Quatremére de Quincy, (Antoine Chrysostome)

De l’architecture égyptienne, considérée dans son origine, ses principes et son goût, et comparée sous les mêmes rapports à l’architecture Grecque. Dissertation qui a remportée, en 1785, le prix proposé par l’Académie des Inscriptions et Belles-Lettres.

Paris, Barrois l’aîné et fils An XI-1803.

Reference: 14219
Price: £670 [convert currency]

Full Description

4to. xii + 268pp, 18 engraved plates (2 double-page). Contemporary quarter calf, marbled boards, small vellum outer corners (these slightly bumped), label on spine renewed. Half title leaf, title leaf and final plate a bit spotted and soiled, some minor spotting at outer blank margins of the other plates.
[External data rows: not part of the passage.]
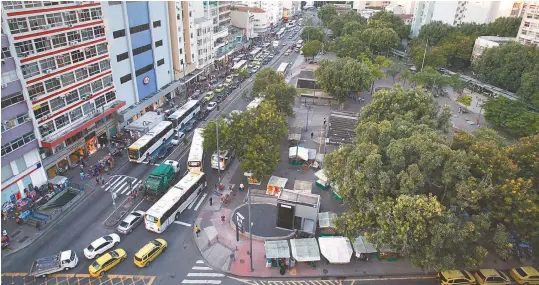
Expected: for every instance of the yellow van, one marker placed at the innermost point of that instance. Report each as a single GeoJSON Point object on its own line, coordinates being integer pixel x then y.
{"type": "Point", "coordinates": [149, 252]}
{"type": "Point", "coordinates": [525, 275]}
{"type": "Point", "coordinates": [455, 277]}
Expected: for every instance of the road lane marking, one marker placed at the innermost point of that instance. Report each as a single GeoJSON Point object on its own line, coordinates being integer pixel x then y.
{"type": "Point", "coordinates": [205, 275]}
{"type": "Point", "coordinates": [201, 200]}
{"type": "Point", "coordinates": [182, 223]}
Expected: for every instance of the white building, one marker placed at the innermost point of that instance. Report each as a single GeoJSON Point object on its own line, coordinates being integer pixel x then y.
{"type": "Point", "coordinates": [456, 12]}
{"type": "Point", "coordinates": [484, 42]}
{"type": "Point", "coordinates": [528, 32]}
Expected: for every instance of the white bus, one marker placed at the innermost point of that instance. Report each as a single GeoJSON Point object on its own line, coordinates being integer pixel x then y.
{"type": "Point", "coordinates": [196, 154]}
{"type": "Point", "coordinates": [255, 103]}
{"type": "Point", "coordinates": [148, 143]}
{"type": "Point", "coordinates": [165, 211]}
{"type": "Point", "coordinates": [184, 114]}
{"type": "Point", "coordinates": [283, 68]}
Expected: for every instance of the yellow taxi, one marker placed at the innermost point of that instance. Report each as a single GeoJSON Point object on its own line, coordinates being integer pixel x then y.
{"type": "Point", "coordinates": [106, 262]}
{"type": "Point", "coordinates": [491, 276]}
{"type": "Point", "coordinates": [525, 275]}
{"type": "Point", "coordinates": [150, 252]}
{"type": "Point", "coordinates": [455, 277]}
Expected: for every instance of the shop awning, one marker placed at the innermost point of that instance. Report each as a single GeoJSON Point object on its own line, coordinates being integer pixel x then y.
{"type": "Point", "coordinates": [305, 249]}
{"type": "Point", "coordinates": [362, 246]}
{"type": "Point", "coordinates": [277, 249]}
{"type": "Point", "coordinates": [336, 249]}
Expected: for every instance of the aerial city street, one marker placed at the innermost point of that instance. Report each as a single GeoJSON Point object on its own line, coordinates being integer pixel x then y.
{"type": "Point", "coordinates": [270, 142]}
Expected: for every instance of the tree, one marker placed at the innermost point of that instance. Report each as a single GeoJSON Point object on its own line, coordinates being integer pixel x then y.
{"type": "Point", "coordinates": [341, 76]}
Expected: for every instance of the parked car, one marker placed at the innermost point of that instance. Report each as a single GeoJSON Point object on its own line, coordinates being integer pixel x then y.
{"type": "Point", "coordinates": [130, 222]}
{"type": "Point", "coordinates": [101, 245]}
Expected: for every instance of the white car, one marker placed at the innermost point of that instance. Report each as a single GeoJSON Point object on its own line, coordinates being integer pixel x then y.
{"type": "Point", "coordinates": [211, 106]}
{"type": "Point", "coordinates": [101, 245]}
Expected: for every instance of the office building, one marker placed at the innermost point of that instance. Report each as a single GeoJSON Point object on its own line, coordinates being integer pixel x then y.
{"type": "Point", "coordinates": [61, 58]}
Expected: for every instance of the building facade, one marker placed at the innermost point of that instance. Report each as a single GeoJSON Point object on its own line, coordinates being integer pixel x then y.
{"type": "Point", "coordinates": [528, 33]}
{"type": "Point", "coordinates": [61, 57]}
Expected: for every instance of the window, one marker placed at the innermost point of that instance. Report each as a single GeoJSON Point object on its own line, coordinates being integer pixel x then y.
{"type": "Point", "coordinates": [87, 34]}
{"type": "Point", "coordinates": [70, 17]}
{"type": "Point", "coordinates": [99, 31]}
{"type": "Point", "coordinates": [42, 44]}
{"type": "Point", "coordinates": [118, 33]}
{"type": "Point", "coordinates": [81, 73]}
{"type": "Point", "coordinates": [110, 96]}
{"type": "Point", "coordinates": [37, 22]}
{"type": "Point", "coordinates": [138, 29]}
{"type": "Point", "coordinates": [52, 84]}
{"type": "Point", "coordinates": [47, 64]}
{"type": "Point", "coordinates": [125, 78]}
{"type": "Point", "coordinates": [73, 36]}
{"type": "Point", "coordinates": [75, 114]}
{"type": "Point", "coordinates": [29, 70]}
{"type": "Point", "coordinates": [77, 56]}
{"type": "Point", "coordinates": [93, 68]}
{"type": "Point", "coordinates": [36, 90]}
{"type": "Point", "coordinates": [6, 53]}
{"type": "Point", "coordinates": [142, 49]}
{"type": "Point", "coordinates": [42, 110]}
{"type": "Point", "coordinates": [84, 15]}
{"type": "Point", "coordinates": [67, 78]}
{"type": "Point", "coordinates": [55, 19]}
{"type": "Point", "coordinates": [63, 60]}
{"type": "Point", "coordinates": [17, 25]}
{"type": "Point", "coordinates": [24, 48]}
{"type": "Point", "coordinates": [12, 99]}
{"type": "Point", "coordinates": [57, 103]}
{"type": "Point", "coordinates": [62, 121]}
{"type": "Point", "coordinates": [95, 13]}
{"type": "Point", "coordinates": [90, 52]}
{"type": "Point", "coordinates": [97, 85]}
{"type": "Point", "coordinates": [144, 69]}
{"type": "Point", "coordinates": [105, 65]}
{"type": "Point", "coordinates": [59, 40]}
{"type": "Point", "coordinates": [122, 56]}
{"type": "Point", "coordinates": [72, 96]}
{"type": "Point", "coordinates": [100, 101]}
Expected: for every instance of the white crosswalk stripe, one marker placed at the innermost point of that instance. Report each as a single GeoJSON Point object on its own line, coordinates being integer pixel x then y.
{"type": "Point", "coordinates": [119, 184]}
{"type": "Point", "coordinates": [201, 274]}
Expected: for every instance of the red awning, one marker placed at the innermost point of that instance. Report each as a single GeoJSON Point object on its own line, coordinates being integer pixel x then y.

The most significant treatise of its period on the architecture of ancient Egypt, originally composed by its author, the eminent architectural theorist Antoine Chrysostome Quatremère de Quincy (1755-1849), as his prize-winning entry in a competition organised by the Académie des Inscriptions in 1785, but not published at that time and issued with an expanded text in its present first edition in the aftermath of Napoleon’s invasion of Egypt when its subject matter had become suddenly topical. Quatremère de Quincy’s treatise, which has been described as “one of the seminal texts of the Egyptian Revival” (BAL Cat), had two principal objectives, that of describing the state of architecture in ancient Egypt, and, equally significantly, that of exploring the possible influence of Egyptian architecture on the architecture of the ancient Greeks, and what he has to say on the relationship between Egyptian and Greek architecture was widely influential among his contemporaries. The present copy, although a bit spotted and soiled at front and back, seems, rather to the present cataloguer’s surprise, to be the only copy that our firm has handled, and although copies are held in older libraries, the book is certainly unfamiliar in the book trade today. BAL Cat 2678 (C.R.Cockerell’s copy) ; Cicognara 2545.